You might also want to look at complex event processing (or CEP), which is used for tracking and analysing real time data, for example in finance or web commerce. The only free CEP product I know of is Esper.
As Jason says, you are indeed describing an online algorithm. I've also seen this type of computation referred to as the Accumulator Pattern, whether the loop is implemented explicitly or by recursion.
Not really a direct answer to your question, but for many statistics that are not online statistics you can usually find some rules to calculate by iteration only part of the time, and cache the correct value the rest of the time. Is this possibly good enough for you?
For high value for example:
public void Add(double value) {
values.Add(value);
if (value > highValue)
highValue = value;
}
public void Remove(double value) {
values.Remove(value);
if (value.WithinTolerance(highValue))
highValue = RecalculateHighValueByIteration();
}
It's not possible to maintain high or low with constant-time add and remove operations because that would give you a linear-time sorting algorithm. You can use a search tree to maintain the data in sorted order, which gives you logarithmic-time minimum and maximum. If you also keep subtree sizes and the count, it's simple to find the median too.

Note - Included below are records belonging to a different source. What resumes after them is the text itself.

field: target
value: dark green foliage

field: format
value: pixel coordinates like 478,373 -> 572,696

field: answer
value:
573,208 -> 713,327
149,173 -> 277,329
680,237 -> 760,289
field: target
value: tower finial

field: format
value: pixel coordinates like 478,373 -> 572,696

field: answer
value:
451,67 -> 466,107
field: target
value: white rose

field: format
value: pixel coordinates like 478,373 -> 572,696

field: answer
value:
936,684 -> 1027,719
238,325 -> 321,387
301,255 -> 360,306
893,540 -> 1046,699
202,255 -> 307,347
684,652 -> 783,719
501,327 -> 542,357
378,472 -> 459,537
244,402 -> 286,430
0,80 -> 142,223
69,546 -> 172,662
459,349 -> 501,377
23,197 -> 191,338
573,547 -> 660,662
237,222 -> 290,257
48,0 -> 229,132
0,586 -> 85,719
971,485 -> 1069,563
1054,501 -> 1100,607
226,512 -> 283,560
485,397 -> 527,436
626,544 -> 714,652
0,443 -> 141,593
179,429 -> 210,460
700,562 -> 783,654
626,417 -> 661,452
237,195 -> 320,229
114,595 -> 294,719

And if you just want to maintain the high or low in the presence of additions and removals, look into priority queues, which are more efficient for that purpose than search trees.
If you don't know the exact size of the dataset in advance, or if it is potentially unlmited, or you just want some ideas, you should definitely look into techniques used in Streaming Algorithms.
It does sound (even after your 2nd edit) that you are describing on-line algorithms, with the additional requirement that you want to allow "delete" operations. An example of this are the "sketch algorithms" used for finding frequent items in a stream.